Pada akhirnya, dibutuhkan studio yang lebih kecil dan sutradara yang lebih dikenal sebagai bintang sinetron untuk melihat potensi dan membawa “Stand By Me” ke layar.
Stand By Me menghargai pertaruhan dari Embassy Pictures
Setelah rekan penulis Bruce Evans dan Raynold Gideon berbelanja adaptasi “The Body” mereka di Hollywood, satu-satunya perusahaan yang siap mengambil risiko adalah Embassy Pictures. Menurut Gideon, “[the studio] pada saat itu adalah stasiun terakhir sebelum gurun pasir. Setelah itu, tidak ada apa-apa.”
Embassy awalnya menunjuk Adrian Lyne untuk menyutradarai setelah dia sukses dengan “9 ½ Weeks,” tapi dia memutuskan untuk berlibur. Itu mungkin merupakan berkah tersembunyi karena studio tersebut, yang dimiliki bersama oleh Norman Lear dari “Semua dalam Keluarga” ketenaran, memiliki pengganti yang sempurna. Rob Reiner, yang lebih dikenal karena memerankan Mike “Meathead” Stivic dalam sitkom Lear di tahun 70-an, sudah memiliki dua film komedi untuk studionya: “This is Spinal Tap” dan “The Sure Thing.” “Stand By Me” memberinya kesempatan untuk membuktikan kemampuan dramatisnya sebagai sutradara dan pembuat film film paling pribadi dalam karirnya. Dan Lear kembali menyelamatkan situasi ketika dia mengeluarkan $7,5 juta dari kantongnya untuk anggaran ketika pembiayaan gagal pada menit terakhir.
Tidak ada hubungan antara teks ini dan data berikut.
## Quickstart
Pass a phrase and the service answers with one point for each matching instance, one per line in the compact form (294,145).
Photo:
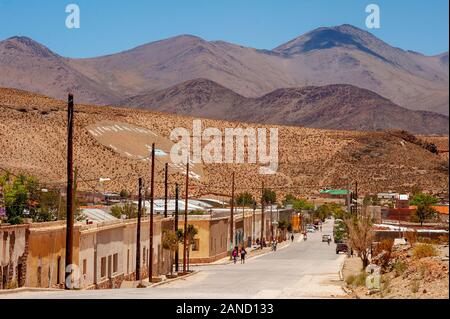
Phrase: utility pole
(166,173)
(176,223)
(262,214)
(185,217)
(152,198)
(232,216)
(271,221)
(69,210)
(138,233)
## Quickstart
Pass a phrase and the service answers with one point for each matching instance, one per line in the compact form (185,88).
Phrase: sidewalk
(252,252)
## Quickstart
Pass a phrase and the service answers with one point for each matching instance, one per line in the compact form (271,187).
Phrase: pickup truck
(341,247)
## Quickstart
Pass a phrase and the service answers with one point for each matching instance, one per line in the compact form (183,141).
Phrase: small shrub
(411,237)
(424,240)
(424,250)
(399,268)
(349,280)
(386,284)
(415,285)
(360,280)
(443,239)
(384,245)
(12,284)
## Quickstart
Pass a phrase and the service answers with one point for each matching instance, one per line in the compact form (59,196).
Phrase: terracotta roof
(442,209)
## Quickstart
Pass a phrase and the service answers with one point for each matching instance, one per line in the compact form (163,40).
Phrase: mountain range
(337,106)
(345,55)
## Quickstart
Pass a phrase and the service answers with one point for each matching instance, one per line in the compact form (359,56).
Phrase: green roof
(334,191)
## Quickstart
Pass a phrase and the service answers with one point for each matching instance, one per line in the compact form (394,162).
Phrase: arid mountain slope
(343,107)
(28,65)
(335,55)
(33,139)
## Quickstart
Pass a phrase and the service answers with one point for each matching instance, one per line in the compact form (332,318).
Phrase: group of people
(239,252)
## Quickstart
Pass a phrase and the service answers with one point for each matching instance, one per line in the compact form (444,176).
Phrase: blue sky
(109,26)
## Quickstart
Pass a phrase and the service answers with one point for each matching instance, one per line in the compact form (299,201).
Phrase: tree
(269,196)
(423,213)
(170,241)
(283,225)
(424,203)
(302,204)
(289,199)
(191,232)
(124,193)
(424,199)
(129,210)
(360,236)
(244,199)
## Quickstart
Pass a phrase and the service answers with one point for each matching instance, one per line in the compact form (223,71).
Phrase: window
(196,245)
(58,270)
(103,267)
(128,261)
(115,262)
(84,266)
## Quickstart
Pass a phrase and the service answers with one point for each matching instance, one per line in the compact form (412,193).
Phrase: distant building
(334,193)
(402,201)
(388,196)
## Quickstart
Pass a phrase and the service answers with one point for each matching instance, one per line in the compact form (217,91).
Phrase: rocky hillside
(343,107)
(33,132)
(332,55)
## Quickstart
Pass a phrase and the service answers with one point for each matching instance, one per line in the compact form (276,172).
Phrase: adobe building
(33,255)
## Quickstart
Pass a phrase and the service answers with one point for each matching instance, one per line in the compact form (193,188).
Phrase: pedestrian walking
(243,253)
(235,254)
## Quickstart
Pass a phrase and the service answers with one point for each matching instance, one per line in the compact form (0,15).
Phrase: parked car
(341,247)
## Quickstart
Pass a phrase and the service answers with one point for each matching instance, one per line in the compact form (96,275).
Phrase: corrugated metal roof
(334,191)
(97,215)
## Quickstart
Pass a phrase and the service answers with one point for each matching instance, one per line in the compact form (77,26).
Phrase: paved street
(303,269)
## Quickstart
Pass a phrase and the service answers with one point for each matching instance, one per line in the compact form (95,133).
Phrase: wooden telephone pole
(185,218)
(166,176)
(262,214)
(232,216)
(138,233)
(176,225)
(152,199)
(69,211)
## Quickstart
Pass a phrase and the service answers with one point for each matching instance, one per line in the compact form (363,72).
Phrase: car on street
(341,247)
(310,229)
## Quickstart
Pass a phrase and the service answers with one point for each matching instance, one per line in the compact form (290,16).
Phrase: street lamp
(253,224)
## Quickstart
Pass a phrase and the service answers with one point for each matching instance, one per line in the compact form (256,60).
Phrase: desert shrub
(411,237)
(415,285)
(424,250)
(12,284)
(360,280)
(384,245)
(424,240)
(350,279)
(386,284)
(399,268)
(443,239)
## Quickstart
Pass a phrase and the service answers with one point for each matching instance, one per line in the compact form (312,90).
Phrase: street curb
(27,289)
(228,261)
(341,275)
(173,279)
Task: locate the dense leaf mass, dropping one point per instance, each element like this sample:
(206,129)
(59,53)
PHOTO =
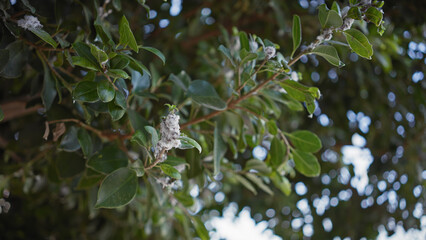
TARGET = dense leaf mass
(147,119)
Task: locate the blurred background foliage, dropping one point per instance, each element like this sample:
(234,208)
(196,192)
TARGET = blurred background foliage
(370,118)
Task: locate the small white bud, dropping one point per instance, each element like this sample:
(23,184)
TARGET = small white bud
(29,22)
(270,52)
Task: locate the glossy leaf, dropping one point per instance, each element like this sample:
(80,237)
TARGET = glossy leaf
(359,43)
(190,141)
(219,150)
(297,34)
(170,171)
(277,152)
(86,91)
(116,112)
(246,184)
(126,35)
(204,93)
(106,91)
(374,15)
(259,183)
(257,165)
(157,52)
(305,140)
(227,53)
(85,142)
(117,189)
(44,36)
(306,163)
(329,53)
(140,82)
(108,159)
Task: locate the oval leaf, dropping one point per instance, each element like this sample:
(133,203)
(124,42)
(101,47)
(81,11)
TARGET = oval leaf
(306,163)
(359,43)
(329,53)
(117,189)
(86,91)
(106,91)
(297,33)
(204,93)
(305,141)
(170,171)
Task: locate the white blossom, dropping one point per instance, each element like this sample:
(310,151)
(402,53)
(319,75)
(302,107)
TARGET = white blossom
(269,52)
(347,24)
(170,133)
(29,22)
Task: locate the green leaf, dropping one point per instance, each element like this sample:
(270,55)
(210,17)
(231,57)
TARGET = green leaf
(105,90)
(227,53)
(277,152)
(99,54)
(359,43)
(4,58)
(108,159)
(126,36)
(139,138)
(119,62)
(191,142)
(200,228)
(83,50)
(154,134)
(281,183)
(69,164)
(86,91)
(258,181)
(271,125)
(306,163)
(84,62)
(170,171)
(89,179)
(44,36)
(305,141)
(335,6)
(182,80)
(69,141)
(257,165)
(48,93)
(115,111)
(117,73)
(374,15)
(246,184)
(140,82)
(329,53)
(244,41)
(355,13)
(294,89)
(219,150)
(297,34)
(117,189)
(157,52)
(204,93)
(85,142)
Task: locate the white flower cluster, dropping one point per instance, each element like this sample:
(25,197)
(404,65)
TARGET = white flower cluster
(29,22)
(269,52)
(170,133)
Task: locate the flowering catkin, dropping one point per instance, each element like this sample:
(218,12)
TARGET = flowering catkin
(170,133)
(269,52)
(29,22)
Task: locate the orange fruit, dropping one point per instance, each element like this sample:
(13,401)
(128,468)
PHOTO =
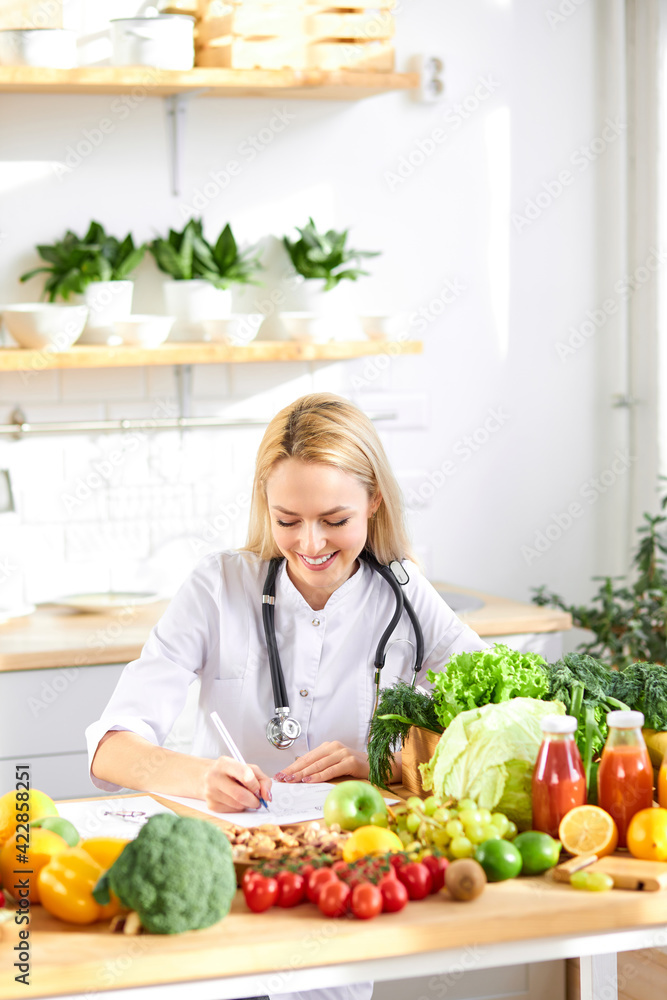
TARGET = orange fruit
(43,845)
(370,840)
(647,835)
(588,830)
(37,805)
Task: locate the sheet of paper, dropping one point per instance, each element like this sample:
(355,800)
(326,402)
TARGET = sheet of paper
(290,804)
(104,817)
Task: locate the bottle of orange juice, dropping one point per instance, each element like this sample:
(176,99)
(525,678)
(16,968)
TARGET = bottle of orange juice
(662,784)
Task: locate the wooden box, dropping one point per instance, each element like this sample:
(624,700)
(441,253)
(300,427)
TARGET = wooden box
(16,14)
(418,748)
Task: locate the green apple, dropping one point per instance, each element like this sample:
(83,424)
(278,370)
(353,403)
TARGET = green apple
(351,804)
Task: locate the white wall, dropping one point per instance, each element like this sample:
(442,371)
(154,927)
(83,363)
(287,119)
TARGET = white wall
(529,84)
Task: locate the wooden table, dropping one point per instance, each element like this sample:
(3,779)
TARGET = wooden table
(525,920)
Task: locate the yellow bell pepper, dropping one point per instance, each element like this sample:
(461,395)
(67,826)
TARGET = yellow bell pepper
(104,850)
(66,886)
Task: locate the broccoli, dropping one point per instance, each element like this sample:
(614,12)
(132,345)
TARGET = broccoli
(178,875)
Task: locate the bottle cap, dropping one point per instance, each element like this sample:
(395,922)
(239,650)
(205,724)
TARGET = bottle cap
(625,720)
(558,724)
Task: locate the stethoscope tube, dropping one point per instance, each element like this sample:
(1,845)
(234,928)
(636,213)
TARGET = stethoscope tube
(282,730)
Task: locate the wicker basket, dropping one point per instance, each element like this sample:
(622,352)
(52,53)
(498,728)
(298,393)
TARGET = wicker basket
(418,748)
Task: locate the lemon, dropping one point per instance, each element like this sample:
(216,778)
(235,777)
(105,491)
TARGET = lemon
(370,840)
(37,804)
(43,845)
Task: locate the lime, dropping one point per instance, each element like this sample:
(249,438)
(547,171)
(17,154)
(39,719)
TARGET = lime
(592,881)
(500,859)
(61,826)
(538,850)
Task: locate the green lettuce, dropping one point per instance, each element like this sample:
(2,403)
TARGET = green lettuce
(484,677)
(488,754)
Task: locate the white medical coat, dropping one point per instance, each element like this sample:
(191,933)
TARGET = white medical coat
(213,629)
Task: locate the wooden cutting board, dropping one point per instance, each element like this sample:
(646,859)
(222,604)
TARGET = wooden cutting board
(627,872)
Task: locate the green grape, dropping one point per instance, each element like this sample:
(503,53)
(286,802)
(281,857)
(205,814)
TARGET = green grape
(467,804)
(501,823)
(475,832)
(461,847)
(415,803)
(412,823)
(441,815)
(440,839)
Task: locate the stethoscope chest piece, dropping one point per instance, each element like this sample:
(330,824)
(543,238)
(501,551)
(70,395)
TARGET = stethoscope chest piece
(282,730)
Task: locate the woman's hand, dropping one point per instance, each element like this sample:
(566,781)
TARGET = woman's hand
(230,786)
(327,761)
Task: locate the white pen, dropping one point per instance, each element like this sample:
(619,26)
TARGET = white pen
(231,745)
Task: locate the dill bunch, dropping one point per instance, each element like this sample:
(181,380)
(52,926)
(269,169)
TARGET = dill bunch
(399,707)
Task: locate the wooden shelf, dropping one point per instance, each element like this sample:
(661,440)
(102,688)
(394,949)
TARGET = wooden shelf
(342,85)
(22,360)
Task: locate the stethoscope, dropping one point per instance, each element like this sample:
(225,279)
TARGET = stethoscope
(282,730)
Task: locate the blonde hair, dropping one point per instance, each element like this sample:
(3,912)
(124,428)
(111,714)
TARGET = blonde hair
(322,427)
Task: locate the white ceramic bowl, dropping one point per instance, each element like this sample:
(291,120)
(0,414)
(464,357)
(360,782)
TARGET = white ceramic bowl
(144,330)
(44,324)
(238,329)
(386,327)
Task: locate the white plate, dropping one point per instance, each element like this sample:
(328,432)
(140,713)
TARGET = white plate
(106,601)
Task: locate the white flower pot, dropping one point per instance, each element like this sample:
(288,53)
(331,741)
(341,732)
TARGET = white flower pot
(336,310)
(192,302)
(108,302)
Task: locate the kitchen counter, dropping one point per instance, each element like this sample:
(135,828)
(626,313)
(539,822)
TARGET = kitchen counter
(55,636)
(523,920)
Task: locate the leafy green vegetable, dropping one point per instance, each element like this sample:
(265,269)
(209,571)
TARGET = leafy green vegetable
(643,687)
(324,255)
(484,677)
(188,255)
(585,687)
(178,875)
(488,754)
(399,707)
(75,262)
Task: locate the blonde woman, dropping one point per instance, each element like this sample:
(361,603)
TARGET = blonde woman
(326,520)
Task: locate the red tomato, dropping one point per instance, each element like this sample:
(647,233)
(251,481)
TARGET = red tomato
(316,881)
(334,899)
(260,893)
(416,878)
(437,868)
(366,901)
(394,894)
(291,889)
Pertaruhan Kedutaan Besar pada cerita King yang tidak diinginkan studio lain membuahkan hasil, dan akhirnya Columbia Pictures, yang awalnya meneruskannya, kembali dan memutuskan untuk mendistribusikannya setelah River Phoenix mendapat sambutan hangat dari kepala putri studio selama pemutaran kecil. “Stand By Me” meraih kesuksesan kritis dan komersial, dan juga menerima nominasi Oscar untuk Skenario Adaptasi Terbaik. Saat ini, film ini tidak hanya dianggap sebagai salah satu film dewasa terbaik sepanjang masa, tetapi juga salah satu adaptasi Stephen King terbaik. Ternyata banyak orang yang sangat menyukai cerita tentang anak berusia 12 tahun yang berjalan di sepanjang rel kereta api.